4. Now download a Spyware Remover like Spyware Doctor and scan your whole computer for any infections and repair the registry according to the findings. If you face any trouble installing Malware Byes software, please rename its installer file to any name and then retry. Antivirus Live tries to prevent the installation of this malware remover so renaming the file should help. It is very important to remove everything related to this spyware from the registry, otherwise It will return in no time.
5. Please also search your whole computer for *sysguard.exe and you should find suspicious files in these locations
Username–>Local Settings–>Application Data–>[RANDOM]

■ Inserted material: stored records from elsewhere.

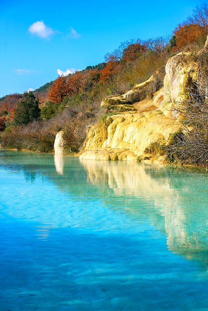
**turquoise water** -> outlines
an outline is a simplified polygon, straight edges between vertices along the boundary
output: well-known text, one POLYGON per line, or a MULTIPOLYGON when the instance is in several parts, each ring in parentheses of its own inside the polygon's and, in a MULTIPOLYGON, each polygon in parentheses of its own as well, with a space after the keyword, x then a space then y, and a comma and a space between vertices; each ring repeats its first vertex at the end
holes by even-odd
POLYGON ((0 150, 1 311, 208 311, 208 173, 0 150))

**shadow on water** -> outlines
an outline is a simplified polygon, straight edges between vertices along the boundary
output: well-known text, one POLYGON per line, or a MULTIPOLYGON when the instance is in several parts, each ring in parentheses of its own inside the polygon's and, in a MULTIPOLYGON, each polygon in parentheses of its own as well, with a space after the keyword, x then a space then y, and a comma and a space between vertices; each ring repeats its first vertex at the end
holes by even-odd
POLYGON ((206 172, 0 153, 3 311, 208 309, 206 172))

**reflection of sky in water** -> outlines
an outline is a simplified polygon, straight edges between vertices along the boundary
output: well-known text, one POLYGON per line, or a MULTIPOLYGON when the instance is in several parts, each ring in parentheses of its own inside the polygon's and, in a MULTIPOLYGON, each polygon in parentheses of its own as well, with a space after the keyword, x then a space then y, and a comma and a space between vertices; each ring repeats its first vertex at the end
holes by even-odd
POLYGON ((3 311, 208 309, 206 173, 2 151, 0 178, 3 311))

Username–>Local Settings–>Application Data–>[RANDOM]–>[RANDOM]–>sysguard.exe
Stop Antivirus Live Processes:
[random]sysguard.exe
Remove Antivirus Live Registry Entries:
HKEY_CURRENT_USER\Software\AvScan
HKEY_CURRENT_USER\Software\Microsoft\Internet Explorer\Download “RunInvalidSignatures” = “1″
HKEY_CURRENT_USER\Software\Microsoft\Windows\CurrentVersion\Internet Settings “ProxyOverride” = “”
HKEY_CURRENT_USER\Software\Microsoft\Windows\CurrentVersion\Internet Settings “ProxyServer” = “http=127.0.0.1:5555″
HKEY_CURRENT_USER\Software\Microsoft\Windows\CurrentVersion\Policies\Associations “LowRiskFileTypes” = “.exe”
HKEY_CURRENT_USER\Software\Microsoft\Windows\CurrentVersion\Policies\Attachments “SaveZoneInformation” = “1″
HKEY_CURRENT_USER\Software\Microsoft\Windows\CurrentVersion\Run “[random]“
HKEY_LOCAL_MACHINE\SOFTWARE\Microsoft\Windows\CurrentVersion\Run “[random]“
Remove Antivirus Live Files (search for *spyguard.exe in your whole computer and delete related files)
[random]sysguard.exe
%UserProfile%\Local Settings\Application Data\[RANDOM CHARACTERS]\
%UserProfile%\Local Settings\Application Data\[RANDOM CHARACTERS]\[random]sysguard.exe
To get rid of Antivirus Live automatically, It is highly recommended that you use Automatic Removal tools like Spyware Doctor. If these removal instructions are not working for you, please post here so that we can try to help you further with Antivirus Live Removal. Though Malware Bytes Anti Malware software should get rid of Antivirus Live in few moments. Just scan your computer and everything will be alright.